The fallback server settings: a single npm mount with no packument-serve or publish dependencies, so the packument route is the recognised-but-unserved 501 stub and a publish is 405 (no publication target). Exposed so the composed front door can be driven directly without binding a socket (e.g. embedded in another wai application, or exercised in tests through application) to assert the routing and the unwired-mount surface; a real launch derives its bindings from configuration in run.

mountBindingFor :: Ecosystem -> Maybe PackumentDeps -> Maybe PublishDeps -> Maybe MountBinding Source #

Resolve an Ecosystem to its complete MountBinding, or Nothing when that ecosystem has no adapter wired. The ecosystem selects its path grammar (the Classifier) and its denial renderer (the MountRenderer), and its path prefix is derived from it (prefixFor) rather than configured, so the ecosystem is the single thing that drives the binding (see docs/architecture/hosting.mdMounts). The composition root supplies the packument-serve dependencies once the per-mount registry set is resolved; Nothing for them leaves the packument route the recognised-but-unserved 501 stub.

npm is the only ecosystem with an adapter; the others have no registry client or renderer, so they resolve to Nothing, a loud miss at the call site rather than a silently half-wired mount.

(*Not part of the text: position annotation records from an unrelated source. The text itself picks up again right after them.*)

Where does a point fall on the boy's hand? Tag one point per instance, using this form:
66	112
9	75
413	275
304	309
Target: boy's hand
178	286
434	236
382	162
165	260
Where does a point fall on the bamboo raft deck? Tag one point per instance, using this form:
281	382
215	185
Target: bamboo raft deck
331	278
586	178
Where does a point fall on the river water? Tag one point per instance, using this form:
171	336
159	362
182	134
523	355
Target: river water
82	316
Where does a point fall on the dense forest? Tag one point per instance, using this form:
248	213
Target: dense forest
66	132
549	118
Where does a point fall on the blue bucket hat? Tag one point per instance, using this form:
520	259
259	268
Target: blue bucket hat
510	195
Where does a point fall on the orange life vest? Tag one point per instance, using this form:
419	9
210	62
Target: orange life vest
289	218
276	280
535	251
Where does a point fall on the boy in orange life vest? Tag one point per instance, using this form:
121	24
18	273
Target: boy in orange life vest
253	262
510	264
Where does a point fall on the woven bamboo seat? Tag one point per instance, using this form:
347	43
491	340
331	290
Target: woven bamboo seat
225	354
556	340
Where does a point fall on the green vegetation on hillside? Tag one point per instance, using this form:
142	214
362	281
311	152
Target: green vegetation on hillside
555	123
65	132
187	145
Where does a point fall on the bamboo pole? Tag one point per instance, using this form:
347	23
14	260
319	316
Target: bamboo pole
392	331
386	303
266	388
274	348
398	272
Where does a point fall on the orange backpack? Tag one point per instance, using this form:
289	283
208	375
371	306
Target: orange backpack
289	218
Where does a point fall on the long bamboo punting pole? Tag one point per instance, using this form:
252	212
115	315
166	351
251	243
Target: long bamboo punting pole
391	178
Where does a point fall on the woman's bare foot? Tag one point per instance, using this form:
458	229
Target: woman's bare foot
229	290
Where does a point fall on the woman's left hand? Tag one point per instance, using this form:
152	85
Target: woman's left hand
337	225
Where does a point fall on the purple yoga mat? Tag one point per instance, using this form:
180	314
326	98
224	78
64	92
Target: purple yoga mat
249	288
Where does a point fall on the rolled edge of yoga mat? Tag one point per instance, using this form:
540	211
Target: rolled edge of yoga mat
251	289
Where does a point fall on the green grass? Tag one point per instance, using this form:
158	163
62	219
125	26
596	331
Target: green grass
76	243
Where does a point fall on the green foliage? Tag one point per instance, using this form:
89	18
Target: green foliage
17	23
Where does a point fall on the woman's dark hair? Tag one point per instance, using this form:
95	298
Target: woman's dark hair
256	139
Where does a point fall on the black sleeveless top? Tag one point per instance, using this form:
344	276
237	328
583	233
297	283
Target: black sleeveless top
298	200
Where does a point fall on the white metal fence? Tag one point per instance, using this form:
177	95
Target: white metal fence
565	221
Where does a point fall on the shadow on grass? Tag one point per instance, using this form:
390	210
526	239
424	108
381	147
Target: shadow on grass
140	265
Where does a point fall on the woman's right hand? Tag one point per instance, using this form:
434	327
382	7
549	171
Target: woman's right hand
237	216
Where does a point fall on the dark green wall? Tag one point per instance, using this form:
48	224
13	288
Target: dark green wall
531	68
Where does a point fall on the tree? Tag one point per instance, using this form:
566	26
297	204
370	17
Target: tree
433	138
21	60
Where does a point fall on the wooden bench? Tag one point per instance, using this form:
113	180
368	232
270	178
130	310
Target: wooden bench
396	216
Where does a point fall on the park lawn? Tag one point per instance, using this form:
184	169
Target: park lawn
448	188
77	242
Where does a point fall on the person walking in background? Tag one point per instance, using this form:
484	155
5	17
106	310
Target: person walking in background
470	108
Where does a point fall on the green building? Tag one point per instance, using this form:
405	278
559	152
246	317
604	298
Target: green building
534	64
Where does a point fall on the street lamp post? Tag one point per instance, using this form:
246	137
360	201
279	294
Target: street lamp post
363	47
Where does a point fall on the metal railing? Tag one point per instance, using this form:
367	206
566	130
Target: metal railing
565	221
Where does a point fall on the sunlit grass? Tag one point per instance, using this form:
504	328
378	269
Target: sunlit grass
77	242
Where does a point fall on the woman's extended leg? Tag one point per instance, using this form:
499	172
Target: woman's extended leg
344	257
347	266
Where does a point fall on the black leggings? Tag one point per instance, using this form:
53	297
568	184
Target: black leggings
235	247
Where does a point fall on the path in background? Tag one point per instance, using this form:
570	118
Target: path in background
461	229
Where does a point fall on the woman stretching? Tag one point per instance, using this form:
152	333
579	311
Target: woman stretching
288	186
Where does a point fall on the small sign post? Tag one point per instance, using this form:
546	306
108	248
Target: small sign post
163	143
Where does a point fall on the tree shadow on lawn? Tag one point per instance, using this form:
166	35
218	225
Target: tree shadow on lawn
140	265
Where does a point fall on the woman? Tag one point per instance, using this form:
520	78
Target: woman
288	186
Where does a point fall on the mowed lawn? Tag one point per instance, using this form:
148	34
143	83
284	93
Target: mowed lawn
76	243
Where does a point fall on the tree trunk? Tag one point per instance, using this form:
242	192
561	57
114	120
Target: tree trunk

unconfiguredRegistry :: RegistryClient Source #

A registry handle with no backend behind it: every effectful field __refuses loudly__ (a typed RegistryUnconfigured) and every pure parse* field returns Left, so an unconfigured fetch/publish or parse fails explicitly rather than silently returning a fabricated success. It holds the handle slot in the composition root where a configured backend is selected elsewhere.

planCveSync :: AppConfig -> IO (Map Ecosystem CveSyncHandle) Source #

Build the advisory-sync plan from config: nothing without a configured vulnerability-database bucket; otherwise one CveSyncHandle per configured mount ecosystem, each against its own stable per-ecosystem object key and canonical on-disk path under the OSV data dir. Prepares the data dir (created if missing; stray .tmp downloads from an interrupted run swept) so the sync tasks start clean. Note the readiness consequence: an operator who mounts an ecosystem Pilot does not compile has declared an artifact that never arrives, and the pod honestly never reports ready.

data CveSyncHandle Source #

One configured ecosystem's advisory-sync wiring.

Constructors

CveSyncHandle 

Fields

  • csSlot :: CveSlot

    The slot this ecosystem's mount rules borrow through.

  • csReady :: TVar Bool

    The one-way first-sync readiness flag.

  • csEnv :: SyncEnv

    The sync task's environment.

cveRuleDepsFor :: Map Ecosystem CveSyncHandle -> BreakerReporter -> Ecosystem -> RuleDeps Source #

The rules' boot-bound capabilities for one mount ecosystem: the CVE lookup borrows through that ecosystem's own slot when the sync plan carries one, and abstains otherwise, so a mount's rules can never read a neighbouring ecosystem's advisory database.

cveSyncReady :: Map Ecosystem CveSyncHandle -> IO Bool Source #

The readiness gate over the sync plan: ready once every configured ecosystem's advisory database has first-synced. The flags flip one way, so readiness never flaps on this; an empty plan (no bucket) is vacuously ready.

cveSyncScheduleFor :: AppConfig -> SyncSchedule Source #

The sync tasks' timing: the shipped boot burst over the configured poll interval. The microsecond conversion cannot wrap: the config decoder bounds the interval to [1, maxBound div 1_000_000] seconds.